What do Tiramisù, Affogato, and Granita al Caffé have in common? Yes, they’re all Italian desserts. But what truly connects them is a strong base flavour — coffee. If you are craving something similar but don’t have the time to whip up an elaborate dessert, this Coffee & Pecan Cookie recipe by Chef Manali Khandelwal is perfect for you. Chef Manali is a Mumbai-based pastry chef and heads the city’s first-ever chocolate factory.

Pecans make these cookies extra crunchy, and the sea salt adds a savoury note that complements the coffee and nut flavours. And did we mention that it’s also loaded with chocolate chips? Delish!

Makes: 35 Cookies

Per cookie serving: 40g

Shelf Life: 5–7 Days

Tasting Notes: Pecan, arabica, cacao, malt, sea salt

Ingredients:

 195g brown butter

245g brown sugar

100g caster sugar

2 eggs

45ml oil

half a vanilla bean

405g all-purpose flour

8g corn starch

5g baking soda

a pinch of sea salt

20g ground coffee

200g chocolate chips

100g chopped pecans

Preparation:

1. Preheat the oven at 200°C. In a large mixing bowl, cream the brown butter and two sugars. Now blend in the eggs, oil and vanilla until smooth.

2. Sift the all-purpose flour, corn starch, baking soda and sea salt into the bowl with the wet mixture and fold it until well combined and a dough is formed.

3. Fold in the ground coffee, chocolate chips and pecans and mix briefly to combine.

4. Portion the dough into medium sized balls and flatten them lightly. Refrigerate until the dough has firmed up.

5. On a baking tray lined with a silicon mat, place the flattened dough balls. Make sure the tray is not overcrowded.

6. Bake in the preheated oven at 200°C for about 10–15 minutes.

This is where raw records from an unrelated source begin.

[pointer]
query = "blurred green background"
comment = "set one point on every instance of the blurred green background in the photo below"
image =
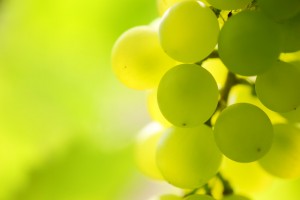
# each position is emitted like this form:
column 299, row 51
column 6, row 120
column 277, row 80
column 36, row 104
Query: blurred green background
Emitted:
column 66, row 123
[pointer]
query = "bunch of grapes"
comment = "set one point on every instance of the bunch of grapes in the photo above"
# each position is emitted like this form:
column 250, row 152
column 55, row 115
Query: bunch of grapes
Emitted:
column 223, row 85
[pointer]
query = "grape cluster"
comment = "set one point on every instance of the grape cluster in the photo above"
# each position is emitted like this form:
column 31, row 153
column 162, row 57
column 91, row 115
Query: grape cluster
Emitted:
column 223, row 79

7. Remove the cookies from the oven. While they are still hot, garnish with some chocolate chips and chopped pecans. For an even finish, press the cookies down with something flat to round out the edges.

8. Allow the cookies to cool completely before serving.

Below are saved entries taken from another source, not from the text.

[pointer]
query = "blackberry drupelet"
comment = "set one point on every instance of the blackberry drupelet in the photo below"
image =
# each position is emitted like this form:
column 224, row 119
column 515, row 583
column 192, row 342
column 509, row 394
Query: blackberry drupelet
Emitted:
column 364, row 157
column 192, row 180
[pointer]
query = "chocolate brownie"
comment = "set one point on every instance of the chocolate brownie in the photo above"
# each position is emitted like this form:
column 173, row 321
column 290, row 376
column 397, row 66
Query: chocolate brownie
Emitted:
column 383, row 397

Manali Khandelwal is the director of chocolate at Subko Cacao, Mumbai. She has previously worked as a chef at La Folie and a chef instructor at the Foodhall Cookery Studio, also based in Mumbai.

Prateek Bakhtiani is an alumnus of Le Cordon Bleu, Paris, where he learnt the art of pastry making. He has served as a chef at several Michelin-starred restaurants in France, Belgium, and the United States.